Alternatively, you can buy a compost bin. We have a standard plastic one*, which we find is good for trapping heat and helping our food waste break down quickly. However, there are many different types of bins available, such as the Hotbin*, which can create organic compost 32 times quicker than a standard bin. Or the Green Johanna*, which also speeds up the composting processes.
Where to Site Your Compost Bin
Once you’ve picked your bin, you need to consider where to put it. The best place to site your compost bin is in a sunny spot on bare soil. The sun increases the temperature in your bin, making your waste break down faster. Meanwhile, bare soil allows for worms to enter your bin, which is essential for composting.
If you don’t have any bare soil and need to place your bin on slabs or tarmac then don’t worry. Just make sure you place a layer of paper and twigs at the bottom of the bin before you start emptying your waste into the composter. This helps creatures such as worms to be able to colonise your composter.
How to Make Compost
Now you’re all set up you can start composting your kitchen waste. Here’s how to make compost.
Compost Your Food Waste
For most of the year, you probably won’t have to empty the caddy every day – just when it gets full. In our household (of three) we find we empty our caddy into the composter every two to three days, and our kitchen is odour free. If you live by yourself you may want to empty it before it gets full to avoid odours, as you will likely be generating less waste.
In summer, fruit flies can be a problem, so I empty the caddy every day. See here for more tips on how to get rid of fruit flies naturally if you find that they become a problem.

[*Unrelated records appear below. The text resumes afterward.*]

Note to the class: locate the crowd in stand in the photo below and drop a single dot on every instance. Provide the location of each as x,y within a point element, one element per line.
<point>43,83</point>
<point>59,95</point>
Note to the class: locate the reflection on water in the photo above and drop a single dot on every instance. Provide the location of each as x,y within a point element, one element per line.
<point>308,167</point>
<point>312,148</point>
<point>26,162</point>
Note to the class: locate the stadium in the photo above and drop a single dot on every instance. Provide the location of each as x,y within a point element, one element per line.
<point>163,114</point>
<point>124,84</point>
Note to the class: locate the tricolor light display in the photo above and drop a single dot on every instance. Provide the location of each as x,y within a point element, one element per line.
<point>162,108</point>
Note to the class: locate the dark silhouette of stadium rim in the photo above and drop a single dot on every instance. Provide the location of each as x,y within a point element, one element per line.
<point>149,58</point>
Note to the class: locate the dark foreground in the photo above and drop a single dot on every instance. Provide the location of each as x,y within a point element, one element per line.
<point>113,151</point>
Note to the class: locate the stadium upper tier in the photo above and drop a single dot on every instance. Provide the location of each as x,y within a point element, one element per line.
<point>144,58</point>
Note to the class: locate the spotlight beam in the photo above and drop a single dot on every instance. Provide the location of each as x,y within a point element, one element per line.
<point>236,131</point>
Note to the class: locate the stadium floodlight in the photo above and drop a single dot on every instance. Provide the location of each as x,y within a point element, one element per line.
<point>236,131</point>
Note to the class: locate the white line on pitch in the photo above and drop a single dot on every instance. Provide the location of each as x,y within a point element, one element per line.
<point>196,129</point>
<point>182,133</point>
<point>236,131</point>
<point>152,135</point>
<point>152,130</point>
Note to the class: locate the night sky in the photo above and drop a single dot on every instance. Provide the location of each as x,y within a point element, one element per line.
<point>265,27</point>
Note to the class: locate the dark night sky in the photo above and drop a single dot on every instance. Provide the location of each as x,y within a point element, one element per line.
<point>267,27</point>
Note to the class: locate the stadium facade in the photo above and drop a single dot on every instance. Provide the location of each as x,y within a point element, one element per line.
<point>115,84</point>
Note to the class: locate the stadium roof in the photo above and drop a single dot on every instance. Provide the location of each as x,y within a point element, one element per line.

Don’t Forget Your Garden Waste
When making compost, it’s vital to add a mix of different materiasl to your bin. Things you can add include:
- spent plants from your garden
- rhubarb leaves
- grass cuttings
- fallen leaves
- garden trimmings
- hay and straw
I would avoid composting the following garden items:
- Diseased or insect-ridden plants as diseases or insects might spread
- Invasive plant species
- Anything from the garden treated with pesticides as it may kill vital organisms
And Don’t Forget The Other Items You Can Compost
When making compost, I would aim for a balance between green waste – this is your kitchen scraps as well as your grass clippings and weeds – and brown waste. This brown waste includes dried leaves and twigs from your garden, however it should also include:
- cardboard (torn up)
- egg boxes (torn up)
- scrunched up paper
- toilet roll tubes (torn up)
These types of material are slower to rot, and add carbon (essential for providing energy for the worms and other creatures in your composter) and create air pockets. These pockets provide vital oxygen to your compost, and help stop your composter from smelling. It’s particularly important to do this if you’ve added grass cuttings to help promote the flow of oxygen.
As well as the items already listed, there are a few more composting no no’s:
- dog and cat poo
- nappies (even eco-friendly biodegradable nappies)
- receipts (see here why you can’t compost or recycle receipts)
- coal or charcoal ash
How Long Does It Take to Make Compost?
In your composter, your kitchen and garden waste can take anywhere between 3 and 12 months to produce garden-ready compost.
The good news is your compost will be fantastically nutrient rich. It will be great in borders, vegetable and flower beds, for potting plants in, and for feeding shrubs and trees. Your compost may have twiggy bits in it – you can sieve these out if you are particularly pernickity about your compost!